I thought I saw a smile cross Torhild's face, but it was so fleeting I might have imagined it.

"Potioneers. Always such cautious people," she said. "There is more. Here." This time she handed him a much newer-looking parchment. "This is a translation," she went on. "The original has been in my possession for a very long time, but it is in Norse, and I do not think you understand that."

Abu did not reply, but read in silence. When he had finished, he looked up at her.

"Why are you showing me this? What does it have to do with me?"

Torhild took a step forwards so that she was standing very close to Abu, directly in front of him. She barely came to his chest, but there was something about her that spoke of a powerful magic, and I would not have wanted her so close to me. Abu did not flinch or move backwards.

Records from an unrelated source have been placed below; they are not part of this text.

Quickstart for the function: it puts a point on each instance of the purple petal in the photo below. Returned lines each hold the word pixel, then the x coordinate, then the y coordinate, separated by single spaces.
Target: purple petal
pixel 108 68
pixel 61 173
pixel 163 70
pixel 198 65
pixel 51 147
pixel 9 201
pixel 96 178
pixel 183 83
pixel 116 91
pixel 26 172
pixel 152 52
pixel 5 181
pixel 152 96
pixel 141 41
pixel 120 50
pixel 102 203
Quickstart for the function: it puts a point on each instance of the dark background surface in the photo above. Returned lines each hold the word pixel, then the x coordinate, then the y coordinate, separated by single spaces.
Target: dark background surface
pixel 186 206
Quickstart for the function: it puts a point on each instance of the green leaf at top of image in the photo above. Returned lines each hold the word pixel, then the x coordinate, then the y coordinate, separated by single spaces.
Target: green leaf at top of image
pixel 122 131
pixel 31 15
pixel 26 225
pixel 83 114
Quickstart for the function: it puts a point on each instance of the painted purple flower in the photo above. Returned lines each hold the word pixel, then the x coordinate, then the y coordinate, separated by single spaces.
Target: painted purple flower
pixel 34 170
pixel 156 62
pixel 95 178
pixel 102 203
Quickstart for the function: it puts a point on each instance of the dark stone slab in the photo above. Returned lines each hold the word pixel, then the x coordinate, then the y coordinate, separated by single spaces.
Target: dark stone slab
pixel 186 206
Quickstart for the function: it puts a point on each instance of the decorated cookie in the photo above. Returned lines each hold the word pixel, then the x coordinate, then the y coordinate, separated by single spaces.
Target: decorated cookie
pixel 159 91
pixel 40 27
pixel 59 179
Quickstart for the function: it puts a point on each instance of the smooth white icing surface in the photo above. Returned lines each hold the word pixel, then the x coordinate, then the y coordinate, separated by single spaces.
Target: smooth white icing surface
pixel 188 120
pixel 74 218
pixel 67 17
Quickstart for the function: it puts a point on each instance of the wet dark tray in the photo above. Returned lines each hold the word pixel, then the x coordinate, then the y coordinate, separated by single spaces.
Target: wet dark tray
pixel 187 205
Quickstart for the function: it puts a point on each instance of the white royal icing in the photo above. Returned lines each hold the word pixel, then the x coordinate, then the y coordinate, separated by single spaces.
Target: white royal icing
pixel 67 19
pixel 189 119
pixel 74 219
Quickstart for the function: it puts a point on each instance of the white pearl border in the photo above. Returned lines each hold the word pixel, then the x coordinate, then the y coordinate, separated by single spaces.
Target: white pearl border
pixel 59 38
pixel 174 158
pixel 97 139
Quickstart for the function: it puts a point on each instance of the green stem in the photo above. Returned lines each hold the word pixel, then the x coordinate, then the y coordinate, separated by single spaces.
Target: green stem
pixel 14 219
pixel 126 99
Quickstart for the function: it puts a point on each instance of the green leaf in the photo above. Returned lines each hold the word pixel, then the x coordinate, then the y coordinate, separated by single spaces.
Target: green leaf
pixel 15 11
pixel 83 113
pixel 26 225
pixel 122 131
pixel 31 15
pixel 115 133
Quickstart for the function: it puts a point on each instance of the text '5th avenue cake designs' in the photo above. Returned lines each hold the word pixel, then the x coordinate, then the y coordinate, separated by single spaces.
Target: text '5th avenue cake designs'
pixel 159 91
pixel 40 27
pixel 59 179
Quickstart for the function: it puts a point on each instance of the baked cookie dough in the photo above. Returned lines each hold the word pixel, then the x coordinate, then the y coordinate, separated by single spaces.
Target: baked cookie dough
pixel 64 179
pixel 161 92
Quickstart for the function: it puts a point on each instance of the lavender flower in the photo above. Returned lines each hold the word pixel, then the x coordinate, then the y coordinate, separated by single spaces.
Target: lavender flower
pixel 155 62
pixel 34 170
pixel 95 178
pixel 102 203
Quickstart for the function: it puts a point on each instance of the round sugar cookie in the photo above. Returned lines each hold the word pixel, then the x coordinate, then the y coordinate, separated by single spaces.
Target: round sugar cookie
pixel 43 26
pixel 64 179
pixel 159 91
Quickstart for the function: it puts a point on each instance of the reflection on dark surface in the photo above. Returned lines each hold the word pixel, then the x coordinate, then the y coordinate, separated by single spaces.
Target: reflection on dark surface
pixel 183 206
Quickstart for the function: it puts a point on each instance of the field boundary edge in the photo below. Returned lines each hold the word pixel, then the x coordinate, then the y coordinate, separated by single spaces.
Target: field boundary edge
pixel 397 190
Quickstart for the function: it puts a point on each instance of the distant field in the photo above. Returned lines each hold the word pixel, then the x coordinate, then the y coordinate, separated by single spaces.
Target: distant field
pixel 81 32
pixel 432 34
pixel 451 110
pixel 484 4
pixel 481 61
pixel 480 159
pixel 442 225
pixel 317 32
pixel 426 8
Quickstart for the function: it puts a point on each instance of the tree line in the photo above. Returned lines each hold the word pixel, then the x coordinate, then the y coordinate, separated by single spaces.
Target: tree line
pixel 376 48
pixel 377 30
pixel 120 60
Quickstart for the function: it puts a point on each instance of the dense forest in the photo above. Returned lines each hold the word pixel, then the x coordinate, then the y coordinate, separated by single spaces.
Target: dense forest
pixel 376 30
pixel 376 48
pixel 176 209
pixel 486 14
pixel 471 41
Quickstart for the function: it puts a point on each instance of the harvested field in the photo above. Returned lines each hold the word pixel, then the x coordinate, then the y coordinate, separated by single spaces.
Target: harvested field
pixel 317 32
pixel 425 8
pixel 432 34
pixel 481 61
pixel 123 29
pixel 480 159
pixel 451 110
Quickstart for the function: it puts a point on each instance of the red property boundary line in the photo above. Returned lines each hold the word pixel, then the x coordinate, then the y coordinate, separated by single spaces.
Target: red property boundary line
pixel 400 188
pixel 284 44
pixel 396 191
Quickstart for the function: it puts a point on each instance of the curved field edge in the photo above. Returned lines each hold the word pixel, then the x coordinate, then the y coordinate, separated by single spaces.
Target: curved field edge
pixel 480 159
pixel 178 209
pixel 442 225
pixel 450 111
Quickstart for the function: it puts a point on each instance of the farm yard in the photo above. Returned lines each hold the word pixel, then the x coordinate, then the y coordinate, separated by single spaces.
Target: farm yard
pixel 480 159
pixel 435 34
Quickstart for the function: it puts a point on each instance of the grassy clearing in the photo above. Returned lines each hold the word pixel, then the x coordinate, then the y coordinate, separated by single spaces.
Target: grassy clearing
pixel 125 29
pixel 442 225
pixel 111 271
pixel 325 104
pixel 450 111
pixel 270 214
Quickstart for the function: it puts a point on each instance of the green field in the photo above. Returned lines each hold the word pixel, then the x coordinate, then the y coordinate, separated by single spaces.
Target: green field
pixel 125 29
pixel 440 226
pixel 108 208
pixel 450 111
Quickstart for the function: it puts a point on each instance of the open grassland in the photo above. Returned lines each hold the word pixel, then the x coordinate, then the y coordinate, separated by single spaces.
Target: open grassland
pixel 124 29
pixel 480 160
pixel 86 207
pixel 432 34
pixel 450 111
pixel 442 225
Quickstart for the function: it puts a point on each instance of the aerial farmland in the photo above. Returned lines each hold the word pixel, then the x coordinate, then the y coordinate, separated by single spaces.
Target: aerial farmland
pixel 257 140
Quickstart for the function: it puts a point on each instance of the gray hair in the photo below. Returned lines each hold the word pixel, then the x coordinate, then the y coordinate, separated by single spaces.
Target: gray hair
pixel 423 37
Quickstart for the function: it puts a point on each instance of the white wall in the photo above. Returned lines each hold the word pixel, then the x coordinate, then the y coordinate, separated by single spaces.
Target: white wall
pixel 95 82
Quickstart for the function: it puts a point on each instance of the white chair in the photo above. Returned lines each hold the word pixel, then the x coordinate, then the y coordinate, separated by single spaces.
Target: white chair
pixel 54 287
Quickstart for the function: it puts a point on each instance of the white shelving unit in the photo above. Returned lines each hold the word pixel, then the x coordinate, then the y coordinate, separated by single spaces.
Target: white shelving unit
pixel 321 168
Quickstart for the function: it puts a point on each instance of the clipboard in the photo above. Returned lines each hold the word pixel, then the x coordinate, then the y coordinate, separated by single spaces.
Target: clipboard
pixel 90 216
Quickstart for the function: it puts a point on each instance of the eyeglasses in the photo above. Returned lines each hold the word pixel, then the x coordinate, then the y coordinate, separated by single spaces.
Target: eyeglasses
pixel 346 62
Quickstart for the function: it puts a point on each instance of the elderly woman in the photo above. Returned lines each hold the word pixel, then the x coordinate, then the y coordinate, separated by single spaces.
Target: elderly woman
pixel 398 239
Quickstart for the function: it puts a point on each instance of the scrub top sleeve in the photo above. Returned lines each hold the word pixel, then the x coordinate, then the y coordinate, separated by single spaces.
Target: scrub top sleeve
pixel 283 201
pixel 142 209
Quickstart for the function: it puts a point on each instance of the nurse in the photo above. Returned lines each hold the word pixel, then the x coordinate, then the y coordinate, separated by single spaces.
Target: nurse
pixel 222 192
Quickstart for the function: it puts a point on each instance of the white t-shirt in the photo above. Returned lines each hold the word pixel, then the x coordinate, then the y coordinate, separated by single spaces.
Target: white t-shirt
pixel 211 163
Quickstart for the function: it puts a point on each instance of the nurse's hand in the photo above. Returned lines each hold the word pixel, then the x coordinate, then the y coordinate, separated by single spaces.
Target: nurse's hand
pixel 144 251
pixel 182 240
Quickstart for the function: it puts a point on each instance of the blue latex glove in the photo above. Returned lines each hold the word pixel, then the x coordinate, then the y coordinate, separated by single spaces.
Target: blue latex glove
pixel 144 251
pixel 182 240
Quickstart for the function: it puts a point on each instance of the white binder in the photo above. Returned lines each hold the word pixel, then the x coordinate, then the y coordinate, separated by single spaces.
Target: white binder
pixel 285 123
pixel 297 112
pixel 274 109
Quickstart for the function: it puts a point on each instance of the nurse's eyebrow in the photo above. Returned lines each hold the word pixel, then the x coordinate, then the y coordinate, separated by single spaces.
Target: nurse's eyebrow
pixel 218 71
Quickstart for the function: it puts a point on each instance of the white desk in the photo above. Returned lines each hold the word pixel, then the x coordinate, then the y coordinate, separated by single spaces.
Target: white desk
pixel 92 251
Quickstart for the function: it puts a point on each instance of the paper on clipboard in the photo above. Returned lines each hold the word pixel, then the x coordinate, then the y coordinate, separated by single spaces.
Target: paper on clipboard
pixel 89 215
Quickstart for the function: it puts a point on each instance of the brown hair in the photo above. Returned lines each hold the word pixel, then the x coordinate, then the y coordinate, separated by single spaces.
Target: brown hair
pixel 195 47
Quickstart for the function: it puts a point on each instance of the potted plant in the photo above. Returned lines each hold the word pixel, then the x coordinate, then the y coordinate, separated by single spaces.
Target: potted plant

"What if I told you that I had discovered the secret those texts speak of, and that it was right here in the fens?"

There was a short silence in the room. I had not the smallest idea what was going on, but I was desperately curious. Thus, I was very annoyed when Abu turned to me and said, "Salazar, I think this is not for your ears. Take yourself outside."

If it had been Abu alone I might have tried to cajole him, but Torhild made me nervous. Hoping to convey to Abu that I was not happy, I said nothing, merely glared at him, then turned and marched out of the room.

Outside, the sun was shining, a stark contrast with both the darkness of the interior and the misty gloom we had arrived in the previous day. I stood a little way from the house and examined my surroundings. Torhild's home stood on a very slight rise in the ground, but the land all around us was almost entirely flat. It was not as empty and uninhabited as I had imagined, however. On the other side of a winding river, I could see a cluster of cottages, and even a small group of people busy by the water's edge, cutting reeds. Further away, across the marshes, was another set of houses, blue smoke rising from their roofs into the still air.

"Salazar!" A voice called my name, and I turned to see Helga and the two brothers next to her in age, playing by the side of a stream that ran down to the river. She waved when I turned around, and beckoned me to come over to them.

I hesitated, then strolled over. She smiled at me, her brothers busy piling rocks in the stream.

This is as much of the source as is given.